[Training] Add Adagrad optimizer operator #1955

wschin · 2019-04-21T23:19:04Z

PR #2314 is a single place for reviewing the whole training story.

This PR proposes a stateless optimizer based on a stochastic gradient method. This operator covers Tensorflow's and Pytorch's ADAGRAD optimizer.

Optimizer itself can be defined as a stateful operator which, for example, maintain accumulated momentum and accumulated squared gradient. However, this way might implicitly introduce assignment semantic into ONNX and therefore breaks SSA assumption.

Below is a script I used to verify the Adagrad function added in this PR's test. It shows that consistent results in TF, Pytorch, and the Adagrad function used to create ONNX tests in this PR.

import numpy as np
import torch
import tensorflow as tf
from torch import optim
from torch import nn
import torch.random as rnd

lr=0.2
lr_decay=0.0
weight_decay=0.0
n = 10
l = 5
X_ = torch.randn(l, n)
Y_ = torch.randn(l, 1)

def apply_adagrad(r, t, x, g, h, norm_coefficient, epsilon, decay_factor):  # type: ignore
    # Compute adjusted learning-rate.
    r_ = r / (1 + t * decay_factor)
    # Add gradient of regularization term.
    g_regularized = norm_coefficient * x + g
    # Update squared accumulated gradient.
    h_new = h + g_regularized * g_regularized
    # Compute ADAGRAD's gradient scaling factors
    h_sqrt = np.sqrt(h_new) + epsilon
    # Apply ADAGRAD update rule.
    x_new = x - r_ * g_regularized / h_sqrt
    return (x_new, h_new)

def show_pytorch():
    X = X_.clone()
    Y = Y_.clone()

    rnd.manual_seed(0)
    model = nn.Sequential(
        nn.Linear(n, 1, bias=False)
    )

    loss_fn = nn.MSELoss(reduction='sum')

    solver = optim.Adagrad(model.parameters(), lr=lr, lr_decay=lr_decay, weight_decay=weight_decay)

    for t in range(8):
        Y_pred = model(X)
        loss = loss_fn(Y_pred, Y)
        model.zero_grad()
        loss.backward()
        solver.step()
        print(loss)

def show_tensorflow():
    rnd.manual_seed(0)
    layer = nn.Linear(n, 1, bias=False)

    X = tf.placeholder('float', shape=[l, n])
    W = tf.Variable(torch.Tensor.numpy(layer.weight.detach()))
    Y = tf.placeholder('float', shape=[l, 1])
    Y_pred = tf.matmul(X, W, transpose_b=True)
    loss = tf.reduce_sum(tf.square(Y - Y_pred))
    optimizer = tf.train.AdagradOptimizer(learning_rate=lr, initial_accumulator_value=0.0000000001)
    minimizer = optimizer.minimize(loss)

    sess = tf.Session()

    init = tf.global_variables_initializer()

    sess.run(init)

    for t in range(8):
        print(sess.run(loss, {X: X_, Y: Y_}))
        result = sess.run([minimizer], {X: X_, Y: Y_})


def show_onnx():
    X = X_.clone()
    Y = Y_.clone()

    rnd.manual_seed(0)
    model = nn.Sequential(
        nn.Linear(n, 1, bias=False)
    )

    loss_fn = nn.MSELoss(reduction='sum')
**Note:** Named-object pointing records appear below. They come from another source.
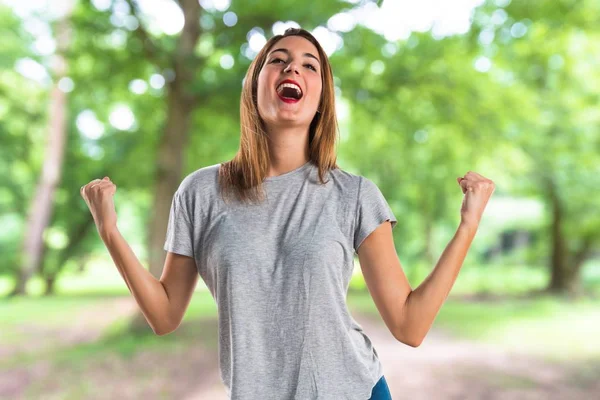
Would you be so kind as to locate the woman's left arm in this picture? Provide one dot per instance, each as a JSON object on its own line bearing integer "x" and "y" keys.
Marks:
{"x": 423, "y": 303}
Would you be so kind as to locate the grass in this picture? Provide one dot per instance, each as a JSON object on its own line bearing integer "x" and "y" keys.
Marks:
{"x": 546, "y": 326}
{"x": 549, "y": 327}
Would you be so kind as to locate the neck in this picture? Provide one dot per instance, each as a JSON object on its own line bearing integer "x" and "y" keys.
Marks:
{"x": 288, "y": 149}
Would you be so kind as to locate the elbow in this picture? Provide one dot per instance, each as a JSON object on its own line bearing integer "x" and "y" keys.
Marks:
{"x": 163, "y": 328}
{"x": 412, "y": 341}
{"x": 162, "y": 331}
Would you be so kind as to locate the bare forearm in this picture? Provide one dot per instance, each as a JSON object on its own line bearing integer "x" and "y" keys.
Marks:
{"x": 424, "y": 302}
{"x": 148, "y": 291}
    solver = optim.Adagrad(model.parameters(), lr=lr, lr_decay=lr_decay, weight_decay=weight_decay)

    for t in range(8):
        Y_pred = model(X)
        loss = loss_fn(Y_pred, Y)
        model.zero_grad()
        loss.backward()

        with torch.no_grad():
            for param in model.parameters():
                new_tensor, new_state = apply_adagrad(r=lr, t=t, x=param.data, g=param.grad.data, h=solver.state[param]['sum'].data,
                                                      norm_coefficient=weight_decay, epsilon=1e-10, decay_factor=lr_decay)
                solver.state[param]['sum'].data = new_state.data
                param.data = new_tensor.data

        print(loss)

show_tensorflow()
print('---------')
show_pytorch()
print('---------')
show_onnx()

onnx/defs/controlflow/defs.cc

SherlockNoMad · 2019-04-22T05:09:34Z

I echo that having a stateless optimizer is a good design with existing ONNX without breaking SSA assumption.

Different backends can come up with their own implementation on how to handle the new state and update the weights.
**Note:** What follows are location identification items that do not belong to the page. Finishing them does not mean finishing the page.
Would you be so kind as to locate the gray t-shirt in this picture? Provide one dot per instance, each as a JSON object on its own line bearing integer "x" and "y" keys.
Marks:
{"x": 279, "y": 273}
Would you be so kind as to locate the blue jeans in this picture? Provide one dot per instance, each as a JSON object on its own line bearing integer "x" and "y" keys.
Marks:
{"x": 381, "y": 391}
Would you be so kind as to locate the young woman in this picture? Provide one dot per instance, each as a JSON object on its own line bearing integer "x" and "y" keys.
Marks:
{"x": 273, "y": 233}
onnx/defs/controlflow/defs.cc

gramalingam · 2019-04-24T18:43:21Z

Hi, Is there a plan to add the complete Adagrad optimization (loop) as another operator? The proposed operator seems only one part of the solution. It would help to understand how the whole thing would work.

wschin · 2019-04-25T05:42:18Z

Hi, Is there a plan to add the complete Adagrad optimization (loop) as another operator? The proposed operator seems only one part of the solution. It would help to understand how the whole thing would work.

There are two phases of supporting training in ONNX.

Training the model with one iteration.
Training the model with the whole data set.

Those operators are defined for Phase 1 and will be used in Phase 2 to compose multi-iteration algorithms. Several difficults that we can't go to Phase 2 directly are

Defining a full training algorithm is similar to writing a program.
Defining a full training algorithm may put extra constraints on the inference stage. For example, if a written training algorithm wants to run 100 iterations, user will have to feed 100 batches into ONNXRuntime.
If we can define one training iteration properly, conceptually users can execute multiple iterations.

Remove copied Add momentum Save Remove momentum Fix Move constants to attributes

Add two node tests Update test coverage

onnx/backend/test/case/node/adagrad.py

postrational

Overall the proposal looks very good. It seems that this operator could be composed as a Function, could we add a FunctionBody to its definition?

onnx/defs/training/defs.cc

postrational

Transforming this to a function may be problematic at this stage due to limitations of the Split and Function.
We should use this op as a test case for expanding the Function and move this op to a function in the future.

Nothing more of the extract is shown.